伪狂犬病(Pseudorabies,PR)是一种由伪狂犬病毒(Pseudorabiesvirus,PRV)感染引起的急性传染病,可引起仔猪的高死亡率、母猪的繁殖障碍、育肥猪的神经及呼吸系统症状、公猪的种用性能降低或丧失等,对养猪业危害极大。病猪的临床症状和病程随年龄不同而有很大差异。哺乳仔猪最为敏感,15日龄以内的仔猪常表现为最急性型,病程不超过72h,死亡率100%,主要表现为体温升高、拉稀、发抖、运动不协调、流涎、颈部肌肉僵硬、四肢划水样运动,最后昏迷死亡。育肥猪则大多数伴有体温升高,呼吸困难,一般不发生死亡,耐过后呈隐性感染带毒或排毒。成年猪常不呈现可见临床症状或仅表现为轻微体温升高,一般不发生死亡。母猪妊娠初期,可在感染后的20天左右发生流产,在妊娠后期,经常发生死胎和木乃伊胎,或者产出弱胎和死胎。PRV属疱诊病毒科疱疹病毒甲亚科,暂定水痘病毒属,病毒粒子呈椭圆或圆形,无囊膜粒子直径为110~150nm,有囊膜的成熟病毒粒子直径180nm。PRV是疱疹病毒中抵抗力较强的一种,在物体表面和液体中可存活7天,在pH4~9之间保持稳定。腐败条件下,病料中的病毒经11天失去感染力。PRV对乙醚、氯仿等脂溶剂、福尔马林和紫外线照射等敏感,5%石碳酸经2min灭活,0.5%~1%氢氧化钠使其灭活。PRV对热的抵抗力较强,55~60℃经30~50min才能灭活,80℃经3min灭活。PRV感染猪不表现临床症状,但感染性病毒却能在猪体内长期以潜伏状态存在,也分离不到病毒,但用聚合酶探针方法可查出病毒基因组DNA的存在,在外界不良环境刺激等造成的免疫力减弱时,潜伏状态的病毒可转化为具有感染性的病毒。研究表明,与以往的毒株相比,新的PRV流行毒株发生明显变异(Wu R,Bai C,Sun J,Chang S,Zhang X.Emergence of virulent pseudorabiesvirus infection in northern China.J Vet Sci.2013,14(3):363-365),且致病性明显增强,现有的疫苗不能完全保护新流行毒株的感染。
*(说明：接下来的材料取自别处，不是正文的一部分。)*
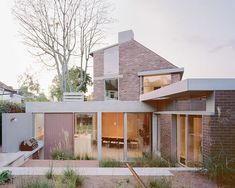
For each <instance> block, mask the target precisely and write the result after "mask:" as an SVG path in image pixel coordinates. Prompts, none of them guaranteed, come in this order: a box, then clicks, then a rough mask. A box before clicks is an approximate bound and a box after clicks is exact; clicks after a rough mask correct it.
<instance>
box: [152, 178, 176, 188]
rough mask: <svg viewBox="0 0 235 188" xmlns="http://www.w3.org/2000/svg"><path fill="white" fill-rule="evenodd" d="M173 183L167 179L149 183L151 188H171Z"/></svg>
mask: <svg viewBox="0 0 235 188" xmlns="http://www.w3.org/2000/svg"><path fill="white" fill-rule="evenodd" d="M171 187H172V183H171V182H170V181H168V180H167V179H164V178H162V179H155V180H151V181H150V182H149V188H171Z"/></svg>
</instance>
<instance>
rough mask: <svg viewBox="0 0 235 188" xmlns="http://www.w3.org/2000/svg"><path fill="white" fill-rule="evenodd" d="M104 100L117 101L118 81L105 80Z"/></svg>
mask: <svg viewBox="0 0 235 188" xmlns="http://www.w3.org/2000/svg"><path fill="white" fill-rule="evenodd" d="M105 99H106V100H118V80H117V79H115V80H105Z"/></svg>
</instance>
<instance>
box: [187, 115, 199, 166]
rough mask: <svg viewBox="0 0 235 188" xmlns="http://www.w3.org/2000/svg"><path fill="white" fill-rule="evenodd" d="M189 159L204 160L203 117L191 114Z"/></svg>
mask: <svg viewBox="0 0 235 188" xmlns="http://www.w3.org/2000/svg"><path fill="white" fill-rule="evenodd" d="M188 123H189V124H188V125H189V130H188V132H189V141H188V161H189V162H192V163H195V162H196V163H197V162H202V118H201V116H189V122H188Z"/></svg>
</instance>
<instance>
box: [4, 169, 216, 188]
mask: <svg viewBox="0 0 235 188" xmlns="http://www.w3.org/2000/svg"><path fill="white" fill-rule="evenodd" d="M173 174H174V176H173V177H167V178H166V177H164V181H163V183H164V182H170V185H171V187H172V188H178V187H182V188H183V187H185V188H187V187H200V188H214V187H216V185H215V184H214V183H213V182H211V181H209V180H208V179H207V178H206V177H205V176H202V175H200V174H197V173H192V172H173ZM32 178H45V177H43V176H17V177H16V178H15V179H14V181H13V183H12V184H7V185H3V186H2V187H1V188H15V187H17V186H18V185H20V184H21V182H22V181H27V180H32ZM141 179H142V180H143V181H144V183H145V184H146V185H148V187H150V186H149V183H150V182H155V181H154V180H160V183H162V181H161V179H163V177H146V176H142V177H141ZM163 183H162V184H163ZM137 185H138V184H137V182H136V180H135V179H134V177H133V176H85V177H84V182H83V184H82V186H81V188H92V187H95V188H110V187H114V188H115V187H116V188H121V187H125V188H136V187H138V186H137ZM153 185H154V184H153Z"/></svg>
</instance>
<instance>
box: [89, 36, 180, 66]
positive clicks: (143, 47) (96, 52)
mask: <svg viewBox="0 0 235 188" xmlns="http://www.w3.org/2000/svg"><path fill="white" fill-rule="evenodd" d="M131 41H132V42H134V43H135V44H137V45H139V46H141V47H142V48H145V49H146V50H148V51H150V52H151V53H153V54H155V55H156V56H158V57H160V58H161V59H162V60H164V62H165V63H168V64H169V65H171V66H172V68H173V67H174V68H178V67H177V66H175V65H174V64H172V63H171V62H169V61H168V60H166V59H165V58H163V57H162V56H160V55H158V54H157V53H156V52H154V51H152V50H150V49H149V48H147V47H146V46H144V45H143V44H141V43H139V42H138V41H136V40H134V39H131V40H129V41H126V42H123V43H116V44H113V45H109V46H106V47H103V48H100V49H98V50H95V51H93V52H91V53H90V55H91V56H92V57H93V56H94V53H97V52H100V51H104V50H106V49H109V48H112V47H115V46H121V45H123V44H125V43H128V42H131Z"/></svg>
因此,猪非典型性瘟病毒和伪狂犬病毒研究给养猪业造成了很大的经济损失,研究如何预防猪非典型性瘟病毒和伪狂犬病毒的感染对养猪业具有重要意义。
发明内容
基于此,有必要提供一种免疫后既能产生针对伪狂犬病毒变异株抗体又能产生针对猪非典型性瘟病毒抗体的重组猪伪狂犬病毒。
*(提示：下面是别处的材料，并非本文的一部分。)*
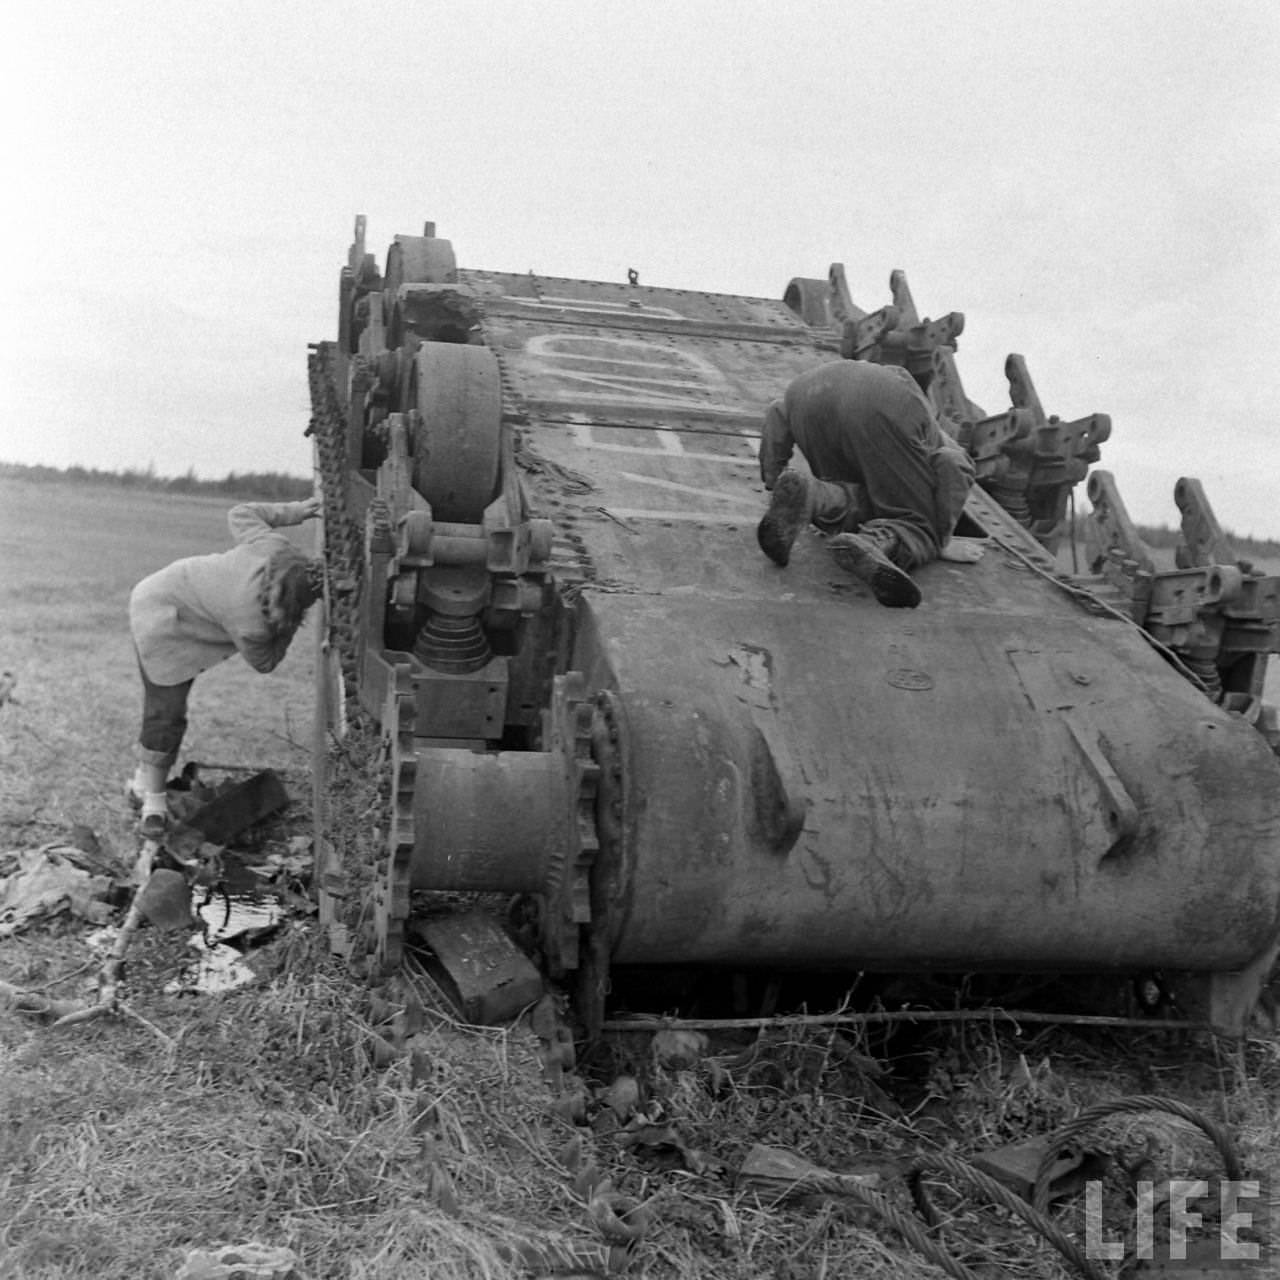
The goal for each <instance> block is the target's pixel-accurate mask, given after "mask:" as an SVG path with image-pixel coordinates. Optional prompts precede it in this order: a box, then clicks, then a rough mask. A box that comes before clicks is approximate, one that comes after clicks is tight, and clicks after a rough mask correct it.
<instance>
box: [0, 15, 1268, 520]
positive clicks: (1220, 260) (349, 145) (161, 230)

一种重组猪伪狂犬病毒,所述重组猪伪狂犬病毒为缺失了基因组的第123210~124654位核苷酸,并在缺失的位置插入了猪非典型性瘟病毒E2基因的表达盒的猪伪狂犬病毒变异株GDR。
本发明提供了一种重组猪伪狂犬病毒,通过将猪非典型性瘟病毒(APPV)E2基因与猪伪狂犬病毒变异株结合在一起,获得了一种全新的重组猪伪狂犬病毒rPRV-E2。将猪非典型性瘟病毒(APPV)E2基因的表达盒插入到猪伪狂犬病毒变异株基因组中,导致缺失了部分US7和US8基因,得到的重组猪伪狂犬病毒(rPRV-E2)不仅安全性好,而且免疫后既能产生针对伪狂犬病毒变异株的抗体,又能产生针对猪非典型性瘟病毒E2蛋白的抗体,为猪伪狂犬病毒-猪非典型性瘟病毒二联疫苗的研制奠定了基础。
在其中一个实施例中,所述猪非典型性瘟病毒E2基因的核苷酸序列如SEQ ID NO:1所示。
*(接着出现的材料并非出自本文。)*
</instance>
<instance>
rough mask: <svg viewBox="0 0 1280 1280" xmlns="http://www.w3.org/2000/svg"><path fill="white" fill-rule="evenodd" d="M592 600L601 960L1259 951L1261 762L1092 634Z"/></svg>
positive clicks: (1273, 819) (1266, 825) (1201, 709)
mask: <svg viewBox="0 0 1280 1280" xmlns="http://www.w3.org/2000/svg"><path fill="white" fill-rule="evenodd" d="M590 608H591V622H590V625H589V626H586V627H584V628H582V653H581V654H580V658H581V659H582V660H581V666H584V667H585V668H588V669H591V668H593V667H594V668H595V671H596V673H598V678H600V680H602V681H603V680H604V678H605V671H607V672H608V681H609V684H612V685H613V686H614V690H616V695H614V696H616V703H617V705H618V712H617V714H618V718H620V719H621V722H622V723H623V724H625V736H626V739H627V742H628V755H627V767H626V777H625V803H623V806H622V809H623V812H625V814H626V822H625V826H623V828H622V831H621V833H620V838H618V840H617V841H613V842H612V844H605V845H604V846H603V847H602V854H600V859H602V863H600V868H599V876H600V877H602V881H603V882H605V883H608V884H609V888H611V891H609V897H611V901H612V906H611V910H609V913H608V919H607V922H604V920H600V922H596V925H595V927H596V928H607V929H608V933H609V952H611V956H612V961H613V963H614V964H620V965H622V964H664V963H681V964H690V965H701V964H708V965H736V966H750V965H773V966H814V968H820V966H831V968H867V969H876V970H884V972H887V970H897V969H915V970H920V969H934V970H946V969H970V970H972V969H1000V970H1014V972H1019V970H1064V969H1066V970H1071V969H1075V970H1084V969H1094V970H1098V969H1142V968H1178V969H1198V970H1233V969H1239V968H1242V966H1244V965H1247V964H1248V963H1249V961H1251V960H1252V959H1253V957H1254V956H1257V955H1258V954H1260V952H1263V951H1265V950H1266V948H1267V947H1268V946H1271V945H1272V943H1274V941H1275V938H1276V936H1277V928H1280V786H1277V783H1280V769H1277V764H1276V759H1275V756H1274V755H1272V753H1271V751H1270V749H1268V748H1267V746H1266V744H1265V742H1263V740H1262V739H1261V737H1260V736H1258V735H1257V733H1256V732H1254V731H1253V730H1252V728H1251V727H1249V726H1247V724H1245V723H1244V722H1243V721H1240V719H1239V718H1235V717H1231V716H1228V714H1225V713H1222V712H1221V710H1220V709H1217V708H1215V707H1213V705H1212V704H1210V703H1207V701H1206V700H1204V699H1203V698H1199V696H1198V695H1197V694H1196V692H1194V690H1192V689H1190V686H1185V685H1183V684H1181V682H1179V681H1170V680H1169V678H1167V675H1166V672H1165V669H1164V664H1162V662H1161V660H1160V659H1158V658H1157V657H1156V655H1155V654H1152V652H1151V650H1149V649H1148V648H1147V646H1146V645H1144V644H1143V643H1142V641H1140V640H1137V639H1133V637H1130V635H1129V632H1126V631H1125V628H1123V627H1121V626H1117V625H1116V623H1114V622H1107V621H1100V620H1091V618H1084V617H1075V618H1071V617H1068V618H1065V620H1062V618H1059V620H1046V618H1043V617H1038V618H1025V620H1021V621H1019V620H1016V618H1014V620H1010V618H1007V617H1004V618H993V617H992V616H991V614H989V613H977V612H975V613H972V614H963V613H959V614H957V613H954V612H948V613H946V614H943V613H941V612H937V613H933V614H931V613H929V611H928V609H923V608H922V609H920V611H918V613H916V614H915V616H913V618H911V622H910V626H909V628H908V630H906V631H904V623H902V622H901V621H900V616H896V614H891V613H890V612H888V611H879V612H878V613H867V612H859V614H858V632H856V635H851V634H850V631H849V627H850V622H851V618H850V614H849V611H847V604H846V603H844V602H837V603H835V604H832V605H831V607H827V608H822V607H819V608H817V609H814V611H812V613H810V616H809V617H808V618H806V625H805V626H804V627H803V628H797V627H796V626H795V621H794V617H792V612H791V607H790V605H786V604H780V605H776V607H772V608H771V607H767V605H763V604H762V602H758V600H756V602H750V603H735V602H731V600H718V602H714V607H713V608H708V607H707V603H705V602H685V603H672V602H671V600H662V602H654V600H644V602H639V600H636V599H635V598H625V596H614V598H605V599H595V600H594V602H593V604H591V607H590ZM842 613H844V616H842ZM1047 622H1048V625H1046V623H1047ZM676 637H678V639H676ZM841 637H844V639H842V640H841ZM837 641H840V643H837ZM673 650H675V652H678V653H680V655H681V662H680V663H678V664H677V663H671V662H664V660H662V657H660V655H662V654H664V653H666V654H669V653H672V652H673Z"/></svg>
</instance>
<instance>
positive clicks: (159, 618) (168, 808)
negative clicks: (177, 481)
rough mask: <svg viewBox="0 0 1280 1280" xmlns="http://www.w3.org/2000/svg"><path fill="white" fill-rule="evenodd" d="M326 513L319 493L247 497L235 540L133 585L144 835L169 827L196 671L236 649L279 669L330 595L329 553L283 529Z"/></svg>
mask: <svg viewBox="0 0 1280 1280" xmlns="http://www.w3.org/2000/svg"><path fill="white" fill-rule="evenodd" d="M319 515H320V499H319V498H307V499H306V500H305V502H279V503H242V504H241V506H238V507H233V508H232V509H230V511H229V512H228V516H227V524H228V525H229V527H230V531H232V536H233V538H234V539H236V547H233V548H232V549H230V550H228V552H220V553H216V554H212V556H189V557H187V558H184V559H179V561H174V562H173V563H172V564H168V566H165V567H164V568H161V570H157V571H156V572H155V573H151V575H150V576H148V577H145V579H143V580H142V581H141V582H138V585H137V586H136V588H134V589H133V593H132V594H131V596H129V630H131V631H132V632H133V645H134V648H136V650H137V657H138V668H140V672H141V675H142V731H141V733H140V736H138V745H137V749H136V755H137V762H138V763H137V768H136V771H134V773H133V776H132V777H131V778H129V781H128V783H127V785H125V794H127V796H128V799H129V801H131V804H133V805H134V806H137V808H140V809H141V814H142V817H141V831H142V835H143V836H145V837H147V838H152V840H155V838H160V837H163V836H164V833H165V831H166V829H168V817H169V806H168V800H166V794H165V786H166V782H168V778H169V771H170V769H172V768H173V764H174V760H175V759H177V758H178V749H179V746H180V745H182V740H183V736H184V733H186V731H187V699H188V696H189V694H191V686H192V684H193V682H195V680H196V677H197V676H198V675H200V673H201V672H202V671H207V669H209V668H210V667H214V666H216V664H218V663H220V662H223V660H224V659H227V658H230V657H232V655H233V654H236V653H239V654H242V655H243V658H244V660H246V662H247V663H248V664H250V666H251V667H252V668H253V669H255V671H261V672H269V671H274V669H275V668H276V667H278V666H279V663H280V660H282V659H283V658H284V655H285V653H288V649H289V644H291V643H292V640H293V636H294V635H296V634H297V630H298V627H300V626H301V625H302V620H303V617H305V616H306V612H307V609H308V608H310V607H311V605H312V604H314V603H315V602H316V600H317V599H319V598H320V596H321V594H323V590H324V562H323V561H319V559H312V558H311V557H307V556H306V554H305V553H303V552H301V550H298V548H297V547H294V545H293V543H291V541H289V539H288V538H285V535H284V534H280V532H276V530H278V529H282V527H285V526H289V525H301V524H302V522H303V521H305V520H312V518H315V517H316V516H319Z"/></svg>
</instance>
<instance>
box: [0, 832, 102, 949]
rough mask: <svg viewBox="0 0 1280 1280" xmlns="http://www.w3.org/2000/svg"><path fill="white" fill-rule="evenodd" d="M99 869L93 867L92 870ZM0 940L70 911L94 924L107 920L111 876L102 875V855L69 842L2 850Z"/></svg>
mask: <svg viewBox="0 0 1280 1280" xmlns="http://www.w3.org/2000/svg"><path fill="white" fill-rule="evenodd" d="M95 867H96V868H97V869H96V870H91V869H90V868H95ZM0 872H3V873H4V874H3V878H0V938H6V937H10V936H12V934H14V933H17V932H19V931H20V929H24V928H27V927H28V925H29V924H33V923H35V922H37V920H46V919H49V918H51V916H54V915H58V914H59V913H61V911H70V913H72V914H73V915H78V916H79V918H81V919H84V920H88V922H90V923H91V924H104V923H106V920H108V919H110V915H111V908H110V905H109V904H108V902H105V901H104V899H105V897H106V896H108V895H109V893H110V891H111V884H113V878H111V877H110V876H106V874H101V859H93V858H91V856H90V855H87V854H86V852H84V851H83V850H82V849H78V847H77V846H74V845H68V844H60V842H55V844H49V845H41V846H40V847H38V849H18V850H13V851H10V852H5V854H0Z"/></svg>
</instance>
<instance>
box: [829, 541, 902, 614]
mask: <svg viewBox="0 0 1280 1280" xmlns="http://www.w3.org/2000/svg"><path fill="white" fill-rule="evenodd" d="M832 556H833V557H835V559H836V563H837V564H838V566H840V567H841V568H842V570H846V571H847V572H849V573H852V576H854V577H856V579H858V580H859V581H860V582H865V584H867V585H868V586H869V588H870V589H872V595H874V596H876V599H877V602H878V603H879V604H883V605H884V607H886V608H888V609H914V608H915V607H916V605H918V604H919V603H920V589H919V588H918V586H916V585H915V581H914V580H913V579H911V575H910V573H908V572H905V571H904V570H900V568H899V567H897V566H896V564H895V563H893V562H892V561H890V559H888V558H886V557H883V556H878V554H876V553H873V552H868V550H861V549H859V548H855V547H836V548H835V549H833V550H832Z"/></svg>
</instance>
在其中一个实施例中,所述表达盒所用启动子为CMV启动子。
在其中一个实施例中,所述表达盒所用终止子为SV40。
本发明还提供一种如上所述的重组猪伪狂犬病毒在制备用于预防非典型性猪瘟和伪狂犬病的疫苗中的应用。
本发明还提供了一种用于预防非典型性猪瘟和伪狂犬病的疫苗,其包括如上所述的重组猪伪狂犬病毒以及佐剂。
本发明还提供了一种如上所述的重组猪伪狂犬病毒的制备方法,包括以下步骤:构建含有所述猪非典型性瘟病毒E2基因的表达盒的转移载体,将所述转移载体与所述猪伪狂犬病毒变异株GDR进行同源重组,得到所述重组猪伪狂犬病毒。
在其中一个实施例中,构建含有所述猪非典型性瘟病毒E2基因的表达盒的转移载体的方法包括以下步骤:以猪伪狂犬病毒变异株GDR的基因组DNA为扩增模板,分别扩增US7基因区域的左同源臂和US8基因区域的右同源臂,将所述左同源臂、所述猪非典型性瘟病毒E2基因的表达盒和所述右同源臂插入质粒中并使所述猪非典型性瘟病毒E2基因的表达盒位于所述左同源臂和所述右同源臂之间,得到所述转移载体。
在其中一个实施例中,扩增所述左同源臂的引物对如SEQ ID NO:2和SEQ ID NO:3所示,扩增所述右同源臂的引物对如SEQ ID NO:4和SEQ ID NO:5所示。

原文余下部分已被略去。